Viviane Reding, the EU’s Justice Commissioner, claims that the US is interested in negotiating individual data sharing agreements with the EU but less inclined to reach an agreement on data protection issues.
"From the outset, we have noted an apparent lack of interest on the US side to talk seriously about data protection," she said this week. "The Americans are visibly standing on the brakes." Reding added that the US has "not even appointed a negotiator" for talks on the subject.
The US has rejected the suggestion that it is deliberately holding up a deal on data protection. “I disagree – we’re moving ahead," William Kennard, US ambassador to the EU, told reporters in Brussels this week.
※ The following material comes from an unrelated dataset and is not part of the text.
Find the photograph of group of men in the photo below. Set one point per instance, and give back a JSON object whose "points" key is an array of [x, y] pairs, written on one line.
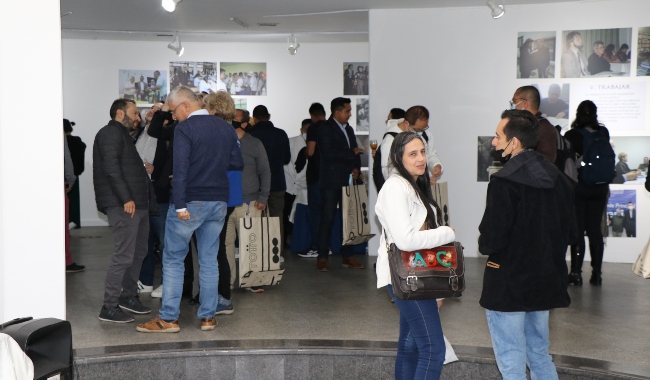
{"points": [[621, 213], [355, 78], [144, 87], [643, 52], [536, 55], [596, 52], [199, 76], [248, 79]]}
There are recent cases of the data sharing agreements Reding alludes to. In February 2010, the EU vetoed a scheme that would allow US investigators to tap into SWIFT, a global financial messaging network used by banks and other financial institutions. EU authorities eventually agreed to the proposal after the US said an EU representative could sit in Washington DC and monitor any investigations into the network.
Another example is the EU-US Passenger Name Record Data Transfer agreement, negotiated in 2004 as a response to the 9/11 terrorism attacks in New York. Under this agreement, the US collects, stores and cross-references the personal details of all individuals entering the country against its database of suspected terrorists.